LNG is not a common consumer product but a crucial cryogenic energy source, requiring extremely high levels of logistical coordination. Transportation necessitates the scheduling of regasification capacity, adherence to cryogenic storage conditions, and precise, demanding shipping schedules.

Any delays will lead to supply imbalances in downstream industries.


Ongoing Impact on the LNG Supply Chain

When instability occurs in the strait, the impact amplifies rapidly along the supply chain.

Increased Transport Delays and Uncertainty

According to a BBC report as of April 9th, since the ceasefire, only 11 vessels—3 oil tankers, 1 container ship, and 7 bulk carriers—have successfully passed through the strait. This is a significant drop compared to the average of 138 vessels passing through daily during peacetime, leading some vessels to delay or detour.

This change has also resulted in long queues and congestion at ports; the overall transport cycle has lengthened, making delivery times more unpredictable.

Comprehensive Increase in Operating Costs

Changes in the supply chain typically trigger a chain reaction in costs. Marine insurance costs, freight and fuel costs, and port and terminal handling fees have all risen sharply. LNG contract prices have also fluctuated. Internationally, there is already a reassessment of transport cost structures.

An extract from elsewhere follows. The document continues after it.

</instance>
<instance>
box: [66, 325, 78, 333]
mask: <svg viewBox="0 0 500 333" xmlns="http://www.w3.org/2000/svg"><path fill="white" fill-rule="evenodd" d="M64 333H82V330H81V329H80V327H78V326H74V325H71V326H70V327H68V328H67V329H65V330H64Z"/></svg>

Downstream Energy Supply and Demand Imbalance

LNG is widely used in key sectors such as power generation, industrial manufacturing, chemical production, and city gas supply, making it a crucial basic energy source. Unstable upstream supply will affect power dispatch and continuous industrial production, potentially causing operational pressure on chemical plants and fluctuations in city gas supply, leading to energy chain imbalances. This will force companies to increase their use of backup energy, resulting in decreased overall energy efficiency and increased costs.


Implications for Global Energy-Intensive Industries

The uncertainties surrounding the Strait of Hormuz further demonstrate that global energy-intensive industries are facing higher-frequency supply chain volatility risks, the impact of which has expanded from energy trade to the stability of industrial production systems.

For industries highly dependent on LNG, such as power, chemicals, and manufacturing, the core challenge is no longer just “cost changes,” but rather supply continuity and dispatch certainty. If upstream transportation or regional channels are disrupted, companies will not only face fuel price fluctuations but may also be forced to adjust production loads, utilize alternative energy sources, and even impact overall capacity utilization.

This also means that energy procurement strategies are gradually shifting from a single cost-oriented approach to a comprehensive framework of “stability + diversification + contingency redundancy.” Companies with stronger supply chain resilience and energy substitution capabilities will have a more significant operational advantage in the future volatile environment.